Siswi Rentan Gangguan Jiwa, Sekolah Perlu Lebih Suportif
Penelitian gabungan Health Collaborative Center (HCC), Fokus Kesehatan Indonesia (FKI), dan Yayasan BUMN mengungkap fakta mengejutkan: anak perempuan memiliki risiko gangguan kesehatan jiwa 2,5 kali lebih tinggi di lingkungan sekolah. Temuan ini berdasarkan studi yang melibatkan ratusan siswa dan guru di Jakarta.
Faktor Risiko Kesehatan Jiwa pada Siswi
Menurut Dr. dr. Ray Wagiu Basrowi, MKK, FRSP, dua faktor utama berkontribusi terhadap peningkatan risiko ini. Pertama, perubahan hormonal, khususnya di masa remaja akhir, memainkan peran signifikan. Siklus menstruasi dan potensi ketidakseimbangan hormonal dapat memengaruhi kondisi fisik dan emosi, sehingga meningkatkan kerentanan terhadap gangguan kesehatan jiwa. "Ketidakseimbangan hormonal dapat meningkatkan risiko ini berkali-kali lipat," jelas Dr. Ray dalam Media Briefing Kesehatan Jiwa di Jakarta Selatan, 17 Desember 2024. Ia menambahkan, "Dan karena hal ini sering terjadi di sekolah, risiko anak perempuan menjadi lebih besar."

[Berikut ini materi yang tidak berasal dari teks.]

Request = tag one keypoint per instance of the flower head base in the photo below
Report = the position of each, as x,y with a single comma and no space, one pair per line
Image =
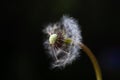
63,40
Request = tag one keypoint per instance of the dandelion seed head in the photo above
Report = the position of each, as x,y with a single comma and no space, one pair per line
65,31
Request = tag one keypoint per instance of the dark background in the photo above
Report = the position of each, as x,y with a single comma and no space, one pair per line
24,20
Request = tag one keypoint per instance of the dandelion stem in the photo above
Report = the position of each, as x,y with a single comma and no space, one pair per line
93,60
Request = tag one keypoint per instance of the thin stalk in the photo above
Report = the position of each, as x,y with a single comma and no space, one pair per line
93,60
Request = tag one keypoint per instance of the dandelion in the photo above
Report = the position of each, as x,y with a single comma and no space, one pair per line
64,42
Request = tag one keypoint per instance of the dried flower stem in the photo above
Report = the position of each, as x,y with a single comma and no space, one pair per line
93,60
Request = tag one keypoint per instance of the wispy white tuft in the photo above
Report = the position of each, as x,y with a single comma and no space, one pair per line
72,30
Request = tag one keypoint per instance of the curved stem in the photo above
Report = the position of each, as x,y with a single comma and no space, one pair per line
93,60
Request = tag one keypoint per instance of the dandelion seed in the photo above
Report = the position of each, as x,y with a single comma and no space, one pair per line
64,43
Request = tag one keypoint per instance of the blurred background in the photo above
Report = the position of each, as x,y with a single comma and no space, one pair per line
26,59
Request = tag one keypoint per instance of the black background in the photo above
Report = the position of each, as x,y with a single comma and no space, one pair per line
24,20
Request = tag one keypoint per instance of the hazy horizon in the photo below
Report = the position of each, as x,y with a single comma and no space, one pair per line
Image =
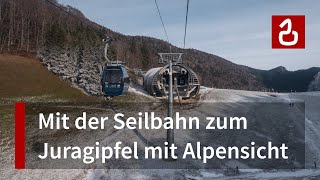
239,31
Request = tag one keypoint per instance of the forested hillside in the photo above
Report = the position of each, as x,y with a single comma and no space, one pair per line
71,46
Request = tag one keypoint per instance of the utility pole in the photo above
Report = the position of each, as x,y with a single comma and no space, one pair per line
170,58
170,132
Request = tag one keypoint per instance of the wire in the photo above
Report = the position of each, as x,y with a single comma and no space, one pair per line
164,28
186,25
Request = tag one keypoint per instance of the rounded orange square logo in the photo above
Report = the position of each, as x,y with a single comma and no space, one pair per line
288,32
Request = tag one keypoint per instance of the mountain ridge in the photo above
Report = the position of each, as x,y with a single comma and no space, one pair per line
72,48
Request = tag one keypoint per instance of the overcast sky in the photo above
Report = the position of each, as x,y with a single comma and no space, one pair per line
238,30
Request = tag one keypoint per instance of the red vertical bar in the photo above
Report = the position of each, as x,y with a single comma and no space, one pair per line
20,135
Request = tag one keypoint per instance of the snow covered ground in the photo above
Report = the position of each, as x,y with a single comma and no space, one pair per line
312,132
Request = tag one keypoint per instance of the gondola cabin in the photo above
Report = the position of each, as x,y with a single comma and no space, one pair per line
115,80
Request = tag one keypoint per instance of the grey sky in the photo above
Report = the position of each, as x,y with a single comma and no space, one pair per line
238,30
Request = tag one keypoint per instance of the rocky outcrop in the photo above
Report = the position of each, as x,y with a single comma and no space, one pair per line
80,66
315,84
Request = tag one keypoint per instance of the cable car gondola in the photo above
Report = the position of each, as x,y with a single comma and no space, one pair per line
114,77
115,80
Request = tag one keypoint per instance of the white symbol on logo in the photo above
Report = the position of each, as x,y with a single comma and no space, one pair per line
287,32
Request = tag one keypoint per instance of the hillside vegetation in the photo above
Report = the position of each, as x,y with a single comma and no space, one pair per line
71,46
27,77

Faktor kedua yang tak kalah penting adalah kurangnya akses terhadap aktivitas fisik. Olahraga terbukti ampuh mengurangi stres dan kecemasan. Namun, Dr. Ray mengamati, "Ruang olahraga di sekolah sering didominasi siswa laki-laki, sehingga siswi lebih sering berkumpul di kantin." Minimnya kesempatan berolahraga memperburuk situasi dan berdampak negatif pada kesehatan jiwa siswi.
Penelitian ini juga menyoroti aspek sosial yang mempengaruhi kesehatan jiwa siswi. Anak perempuan seringkali merasa terpinggirkan, bahkan sejak usia remaja. Kondisi ini memperkuat kaitan antara lingkungan sosial dan kesehatan mental mereka.
Metode Penelitian dan Sampel
Studi ini menggunakan metode campuran (kuantitatif dan kualitatif) dengan desain studi potong lintang. Pengumpulan data dilakukan melalui skrining dan survei pada Oktober 2024, lalu divalidasi melalui rapat pakar pada November 2024. Sebanyak 741 siswa dan 97 guru dari tiga SMA di Jakarta (dua SMA Negeri di Jakarta Timur dan satu SMA Swasta di Jakarta Selatan) menjadi responden, dipilih dengan teknik purposive sampling.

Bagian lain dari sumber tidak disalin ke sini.